Chart 1 – Scheduled Airline Capacity by Month
Week-on-week capacity is pretty flat, rather like Manchester City’s title celebrations turned at around 15:00 on Sunday. Total capacity has crept above 62.3 million a 430,000 increase on last week with North America and Eastern Europe covering the declines in many other regions. Global capacity remains at around 60% of pre-Covid levels with North-East Asia the closest to a full recovery at some 84% of normal production levels.

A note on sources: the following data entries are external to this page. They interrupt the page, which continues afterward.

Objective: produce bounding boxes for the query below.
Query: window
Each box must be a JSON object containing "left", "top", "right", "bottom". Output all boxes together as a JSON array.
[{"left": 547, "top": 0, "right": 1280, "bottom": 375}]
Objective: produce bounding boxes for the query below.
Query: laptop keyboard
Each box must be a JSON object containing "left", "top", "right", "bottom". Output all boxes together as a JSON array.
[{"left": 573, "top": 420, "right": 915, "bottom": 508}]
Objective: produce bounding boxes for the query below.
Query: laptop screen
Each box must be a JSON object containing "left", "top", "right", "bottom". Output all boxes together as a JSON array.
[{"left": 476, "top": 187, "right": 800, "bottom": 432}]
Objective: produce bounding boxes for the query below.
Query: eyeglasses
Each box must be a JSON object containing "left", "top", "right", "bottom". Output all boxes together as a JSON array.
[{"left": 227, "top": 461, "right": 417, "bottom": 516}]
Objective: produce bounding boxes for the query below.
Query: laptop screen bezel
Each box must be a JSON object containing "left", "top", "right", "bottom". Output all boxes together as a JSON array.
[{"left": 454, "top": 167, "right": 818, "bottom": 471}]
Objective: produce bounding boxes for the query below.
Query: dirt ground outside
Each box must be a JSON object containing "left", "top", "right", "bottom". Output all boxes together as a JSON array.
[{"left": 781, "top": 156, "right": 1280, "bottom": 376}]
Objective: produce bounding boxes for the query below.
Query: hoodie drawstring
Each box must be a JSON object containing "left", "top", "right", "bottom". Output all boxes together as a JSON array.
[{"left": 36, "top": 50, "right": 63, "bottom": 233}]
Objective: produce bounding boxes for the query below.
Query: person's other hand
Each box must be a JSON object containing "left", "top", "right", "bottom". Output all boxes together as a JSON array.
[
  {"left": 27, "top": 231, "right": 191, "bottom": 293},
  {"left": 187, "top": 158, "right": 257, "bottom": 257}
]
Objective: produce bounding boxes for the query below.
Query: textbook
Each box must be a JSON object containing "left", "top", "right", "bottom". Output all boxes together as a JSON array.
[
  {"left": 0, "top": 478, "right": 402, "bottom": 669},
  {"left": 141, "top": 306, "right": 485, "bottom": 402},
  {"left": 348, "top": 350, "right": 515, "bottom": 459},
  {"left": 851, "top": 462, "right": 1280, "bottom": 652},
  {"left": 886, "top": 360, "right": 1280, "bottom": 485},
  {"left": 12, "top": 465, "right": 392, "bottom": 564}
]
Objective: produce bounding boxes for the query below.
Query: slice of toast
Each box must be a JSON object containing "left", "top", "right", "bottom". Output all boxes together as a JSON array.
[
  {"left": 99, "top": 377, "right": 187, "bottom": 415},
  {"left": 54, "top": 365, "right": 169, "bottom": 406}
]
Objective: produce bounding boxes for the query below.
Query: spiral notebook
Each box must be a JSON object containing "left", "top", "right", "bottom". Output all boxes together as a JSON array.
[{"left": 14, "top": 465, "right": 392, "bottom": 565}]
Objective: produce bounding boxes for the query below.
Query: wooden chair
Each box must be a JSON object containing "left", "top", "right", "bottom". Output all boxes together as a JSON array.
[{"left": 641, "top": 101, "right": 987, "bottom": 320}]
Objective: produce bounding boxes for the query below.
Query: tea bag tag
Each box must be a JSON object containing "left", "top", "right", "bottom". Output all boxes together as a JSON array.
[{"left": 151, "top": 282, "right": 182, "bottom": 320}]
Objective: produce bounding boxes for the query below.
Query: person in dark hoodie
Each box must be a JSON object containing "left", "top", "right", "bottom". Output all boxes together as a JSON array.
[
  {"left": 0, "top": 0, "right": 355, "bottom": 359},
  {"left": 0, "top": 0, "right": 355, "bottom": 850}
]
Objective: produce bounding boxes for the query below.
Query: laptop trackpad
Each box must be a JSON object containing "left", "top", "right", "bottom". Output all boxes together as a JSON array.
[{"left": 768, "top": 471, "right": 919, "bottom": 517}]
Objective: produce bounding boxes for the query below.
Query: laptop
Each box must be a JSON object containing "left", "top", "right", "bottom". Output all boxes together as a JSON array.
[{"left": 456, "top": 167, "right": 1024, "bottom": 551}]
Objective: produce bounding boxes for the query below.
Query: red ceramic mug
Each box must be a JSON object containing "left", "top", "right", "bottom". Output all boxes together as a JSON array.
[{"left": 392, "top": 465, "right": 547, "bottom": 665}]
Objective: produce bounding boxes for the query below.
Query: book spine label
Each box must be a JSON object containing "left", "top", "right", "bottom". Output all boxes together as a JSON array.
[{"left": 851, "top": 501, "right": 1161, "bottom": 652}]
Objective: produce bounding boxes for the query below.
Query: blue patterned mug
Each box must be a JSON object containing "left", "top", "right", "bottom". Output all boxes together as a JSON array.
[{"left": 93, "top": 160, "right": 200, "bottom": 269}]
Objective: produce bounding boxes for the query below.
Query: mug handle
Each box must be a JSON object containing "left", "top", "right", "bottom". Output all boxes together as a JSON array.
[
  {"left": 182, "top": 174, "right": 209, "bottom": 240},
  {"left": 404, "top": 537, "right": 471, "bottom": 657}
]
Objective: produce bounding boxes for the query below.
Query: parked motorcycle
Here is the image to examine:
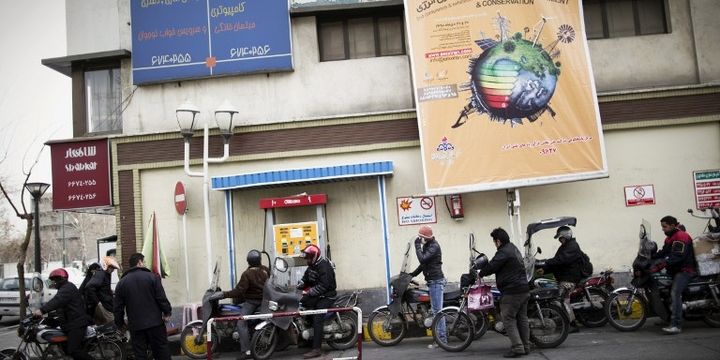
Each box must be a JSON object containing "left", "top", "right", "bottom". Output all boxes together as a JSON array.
[
  {"left": 367, "top": 242, "right": 469, "bottom": 346},
  {"left": 605, "top": 219, "right": 720, "bottom": 331},
  {"left": 250, "top": 258, "right": 360, "bottom": 360},
  {"left": 0, "top": 316, "right": 125, "bottom": 360}
]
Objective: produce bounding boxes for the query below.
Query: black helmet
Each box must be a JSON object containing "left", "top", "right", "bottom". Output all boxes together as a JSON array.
[
  {"left": 247, "top": 250, "right": 260, "bottom": 266},
  {"left": 473, "top": 254, "right": 489, "bottom": 270}
]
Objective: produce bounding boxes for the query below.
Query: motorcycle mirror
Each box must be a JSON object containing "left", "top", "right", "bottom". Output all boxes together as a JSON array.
[{"left": 275, "top": 257, "right": 288, "bottom": 272}]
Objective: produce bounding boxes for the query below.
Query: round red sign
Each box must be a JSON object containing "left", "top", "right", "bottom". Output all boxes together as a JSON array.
[{"left": 175, "top": 181, "right": 187, "bottom": 215}]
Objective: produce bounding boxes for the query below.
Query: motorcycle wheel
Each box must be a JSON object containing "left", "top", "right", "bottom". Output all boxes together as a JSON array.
[
  {"left": 703, "top": 309, "right": 720, "bottom": 327},
  {"left": 575, "top": 288, "right": 608, "bottom": 328},
  {"left": 431, "top": 309, "right": 475, "bottom": 352},
  {"left": 605, "top": 290, "right": 648, "bottom": 331},
  {"left": 180, "top": 321, "right": 220, "bottom": 359},
  {"left": 528, "top": 303, "right": 570, "bottom": 349},
  {"left": 88, "top": 341, "right": 125, "bottom": 360},
  {"left": 325, "top": 313, "right": 357, "bottom": 350},
  {"left": 367, "top": 306, "right": 407, "bottom": 346},
  {"left": 250, "top": 324, "right": 279, "bottom": 360},
  {"left": 0, "top": 348, "right": 27, "bottom": 360}
]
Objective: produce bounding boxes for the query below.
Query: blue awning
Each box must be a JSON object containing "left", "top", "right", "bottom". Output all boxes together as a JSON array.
[{"left": 211, "top": 161, "right": 393, "bottom": 190}]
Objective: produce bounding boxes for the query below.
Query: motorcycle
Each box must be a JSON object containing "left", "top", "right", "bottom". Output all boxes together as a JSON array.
[
  {"left": 180, "top": 260, "right": 256, "bottom": 359},
  {"left": 367, "top": 240, "right": 462, "bottom": 346},
  {"left": 250, "top": 258, "right": 361, "bottom": 360},
  {"left": 0, "top": 316, "right": 125, "bottom": 360},
  {"left": 605, "top": 217, "right": 720, "bottom": 331}
]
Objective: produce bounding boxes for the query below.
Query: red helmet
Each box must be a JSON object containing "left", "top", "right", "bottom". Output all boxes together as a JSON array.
[
  {"left": 48, "top": 268, "right": 68, "bottom": 281},
  {"left": 303, "top": 244, "right": 320, "bottom": 264}
]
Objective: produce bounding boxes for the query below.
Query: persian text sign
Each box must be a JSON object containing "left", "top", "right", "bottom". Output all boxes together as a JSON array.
[
  {"left": 397, "top": 196, "right": 437, "bottom": 226},
  {"left": 50, "top": 139, "right": 112, "bottom": 210},
  {"left": 405, "top": 0, "right": 607, "bottom": 194},
  {"left": 693, "top": 169, "right": 720, "bottom": 210},
  {"left": 130, "top": 0, "right": 293, "bottom": 84}
]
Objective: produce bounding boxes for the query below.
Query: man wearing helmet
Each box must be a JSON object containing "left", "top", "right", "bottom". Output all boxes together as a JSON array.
[
  {"left": 33, "top": 268, "right": 92, "bottom": 360},
  {"left": 83, "top": 256, "right": 120, "bottom": 325},
  {"left": 475, "top": 228, "right": 530, "bottom": 358},
  {"left": 210, "top": 250, "right": 270, "bottom": 360},
  {"left": 298, "top": 244, "right": 337, "bottom": 359},
  {"left": 538, "top": 226, "right": 583, "bottom": 333}
]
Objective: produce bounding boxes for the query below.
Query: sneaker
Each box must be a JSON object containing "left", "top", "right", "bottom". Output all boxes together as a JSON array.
[{"left": 303, "top": 349, "right": 322, "bottom": 359}]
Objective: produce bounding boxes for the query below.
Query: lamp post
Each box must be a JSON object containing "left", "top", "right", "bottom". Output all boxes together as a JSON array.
[
  {"left": 25, "top": 183, "right": 50, "bottom": 273},
  {"left": 175, "top": 100, "right": 238, "bottom": 284}
]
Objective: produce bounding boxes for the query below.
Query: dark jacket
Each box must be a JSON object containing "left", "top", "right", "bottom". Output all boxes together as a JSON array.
[
  {"left": 83, "top": 270, "right": 113, "bottom": 312},
  {"left": 223, "top": 265, "right": 270, "bottom": 303},
  {"left": 40, "top": 281, "right": 90, "bottom": 331},
  {"left": 301, "top": 257, "right": 337, "bottom": 297},
  {"left": 544, "top": 239, "right": 583, "bottom": 284},
  {"left": 410, "top": 238, "right": 445, "bottom": 281},
  {"left": 653, "top": 229, "right": 696, "bottom": 275},
  {"left": 113, "top": 266, "right": 172, "bottom": 331},
  {"left": 478, "top": 243, "right": 530, "bottom": 294}
]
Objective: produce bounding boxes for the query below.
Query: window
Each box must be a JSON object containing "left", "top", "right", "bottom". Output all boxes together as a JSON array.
[
  {"left": 317, "top": 9, "right": 405, "bottom": 61},
  {"left": 85, "top": 67, "right": 122, "bottom": 133},
  {"left": 583, "top": 0, "right": 669, "bottom": 39}
]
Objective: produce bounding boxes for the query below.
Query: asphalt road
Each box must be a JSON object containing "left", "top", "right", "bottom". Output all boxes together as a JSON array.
[{"left": 0, "top": 318, "right": 720, "bottom": 360}]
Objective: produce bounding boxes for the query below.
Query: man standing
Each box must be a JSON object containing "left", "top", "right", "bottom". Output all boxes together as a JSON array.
[
  {"left": 410, "top": 225, "right": 447, "bottom": 347},
  {"left": 210, "top": 250, "right": 270, "bottom": 360},
  {"left": 478, "top": 228, "right": 530, "bottom": 358},
  {"left": 33, "top": 268, "right": 92, "bottom": 360},
  {"left": 538, "top": 226, "right": 582, "bottom": 333},
  {"left": 653, "top": 215, "right": 696, "bottom": 335},
  {"left": 114, "top": 253, "right": 172, "bottom": 360}
]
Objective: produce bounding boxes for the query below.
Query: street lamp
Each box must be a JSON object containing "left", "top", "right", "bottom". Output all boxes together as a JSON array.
[
  {"left": 25, "top": 183, "right": 50, "bottom": 273},
  {"left": 175, "top": 100, "right": 238, "bottom": 283}
]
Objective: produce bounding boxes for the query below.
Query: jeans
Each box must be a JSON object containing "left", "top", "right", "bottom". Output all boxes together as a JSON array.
[
  {"left": 500, "top": 293, "right": 530, "bottom": 354},
  {"left": 428, "top": 278, "right": 447, "bottom": 340},
  {"left": 235, "top": 300, "right": 261, "bottom": 351},
  {"left": 670, "top": 272, "right": 695, "bottom": 327}
]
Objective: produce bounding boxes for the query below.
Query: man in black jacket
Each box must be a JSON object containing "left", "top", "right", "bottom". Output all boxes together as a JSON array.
[
  {"left": 298, "top": 244, "right": 337, "bottom": 359},
  {"left": 33, "top": 268, "right": 92, "bottom": 360},
  {"left": 478, "top": 228, "right": 530, "bottom": 358},
  {"left": 538, "top": 226, "right": 582, "bottom": 333},
  {"left": 410, "top": 225, "right": 447, "bottom": 347},
  {"left": 114, "top": 253, "right": 172, "bottom": 360}
]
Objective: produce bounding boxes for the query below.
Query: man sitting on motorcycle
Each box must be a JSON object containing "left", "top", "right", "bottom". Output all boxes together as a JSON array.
[
  {"left": 210, "top": 250, "right": 270, "bottom": 360},
  {"left": 652, "top": 215, "right": 696, "bottom": 335},
  {"left": 33, "top": 268, "right": 93, "bottom": 360},
  {"left": 538, "top": 226, "right": 582, "bottom": 333},
  {"left": 298, "top": 244, "right": 337, "bottom": 359}
]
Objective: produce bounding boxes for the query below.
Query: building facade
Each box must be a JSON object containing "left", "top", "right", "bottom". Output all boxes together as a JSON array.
[{"left": 43, "top": 0, "right": 720, "bottom": 310}]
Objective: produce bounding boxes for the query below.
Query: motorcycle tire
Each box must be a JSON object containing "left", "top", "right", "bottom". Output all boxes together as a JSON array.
[
  {"left": 325, "top": 313, "right": 358, "bottom": 350},
  {"left": 431, "top": 308, "right": 475, "bottom": 352},
  {"left": 0, "top": 348, "right": 28, "bottom": 360},
  {"left": 250, "top": 323, "right": 279, "bottom": 360},
  {"left": 88, "top": 341, "right": 126, "bottom": 360},
  {"left": 605, "top": 290, "right": 648, "bottom": 331},
  {"left": 575, "top": 288, "right": 608, "bottom": 328},
  {"left": 180, "top": 321, "right": 220, "bottom": 359},
  {"left": 367, "top": 306, "right": 407, "bottom": 346},
  {"left": 528, "top": 303, "right": 570, "bottom": 349}
]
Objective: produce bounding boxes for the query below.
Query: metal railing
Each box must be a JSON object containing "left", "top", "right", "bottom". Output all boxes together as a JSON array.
[{"left": 206, "top": 306, "right": 363, "bottom": 360}]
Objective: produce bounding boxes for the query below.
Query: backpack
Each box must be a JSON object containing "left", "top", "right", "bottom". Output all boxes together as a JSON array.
[{"left": 580, "top": 250, "right": 593, "bottom": 277}]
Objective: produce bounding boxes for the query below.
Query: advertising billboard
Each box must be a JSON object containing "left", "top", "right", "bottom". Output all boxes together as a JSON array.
[
  {"left": 405, "top": 0, "right": 607, "bottom": 194},
  {"left": 130, "top": 0, "right": 293, "bottom": 84}
]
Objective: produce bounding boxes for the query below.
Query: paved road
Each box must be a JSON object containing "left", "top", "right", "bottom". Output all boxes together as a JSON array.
[{"left": 0, "top": 318, "right": 720, "bottom": 360}]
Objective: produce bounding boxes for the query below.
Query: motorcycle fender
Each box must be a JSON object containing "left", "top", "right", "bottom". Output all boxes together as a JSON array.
[
  {"left": 255, "top": 320, "right": 272, "bottom": 331},
  {"left": 612, "top": 287, "right": 632, "bottom": 294}
]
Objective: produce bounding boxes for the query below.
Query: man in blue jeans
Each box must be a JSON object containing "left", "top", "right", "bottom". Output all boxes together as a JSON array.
[{"left": 410, "top": 225, "right": 447, "bottom": 346}]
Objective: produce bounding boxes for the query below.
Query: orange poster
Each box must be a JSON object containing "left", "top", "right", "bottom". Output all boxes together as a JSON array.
[{"left": 405, "top": 0, "right": 607, "bottom": 194}]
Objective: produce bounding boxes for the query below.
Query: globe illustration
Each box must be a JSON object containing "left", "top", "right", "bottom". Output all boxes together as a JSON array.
[{"left": 470, "top": 37, "right": 560, "bottom": 119}]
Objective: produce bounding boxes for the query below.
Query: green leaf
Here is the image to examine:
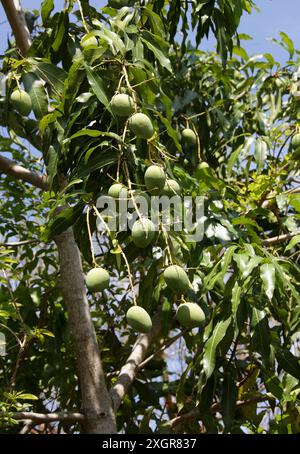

Four regions remain at less than half of their pre-Covid levels; Western Europe, Lower South America, South East Asia and North Africa, in “normal” times two of those regions would be in the top five global markets and until they return a full recovery will remain out of reach for the industry.
Table 1– Scheduled Airline Capacity by Region
The challenges of handling a Covid spike are clearly demonstrated in Turkey where capacity has been cut by over a third in the space of seven days as the country begins a total lockdown and restrictions on travel between cities. With the hope of international travel starting again in Western Europe this event could not have come at a worse time for the tourism sector that would have hoped to see strong bookings in the next few weeks; one country's loss is another’s gain...Greece anyone?
Despite the tragic events in India over the last week capacity has only fallen by some 6% week-on-week a remarkable result considering the rates of infection in the country and various lockdowns that have been put in place. Indonesia is also suffering another setback with a near 16% reduction in weekly capacity and remains at around half of its normal capacity levels.
On a more positive note, Spain, Germany, and Italy all report double digit capacity growth this week with much of that capacity actually being between the three countries as they both ease lockdowns and the early summer holiday season begins to spring into life. We have always expected the low-cost airline sector to be more aggressive in any market recovery and Spain this week is a great example; low-cost carriers have added some 83,000 seats week-on-week and legacy carriers some 20,000; a 4:1 ratio in favour of the low-cost carriers!
Table 2- Scheduled Capacity, Top 20 Country Markets
No significant movements are taking place in the airline top ten with American Airlines widening the gap on second placed Delta Air Lines by adding another 162,000 seats this week to their operation. Putting those additional seats into context that is more than the total capacity that will be operated by Singapore Airlines this week and only slightly behind the sum of British Airways capacity for the next seven days!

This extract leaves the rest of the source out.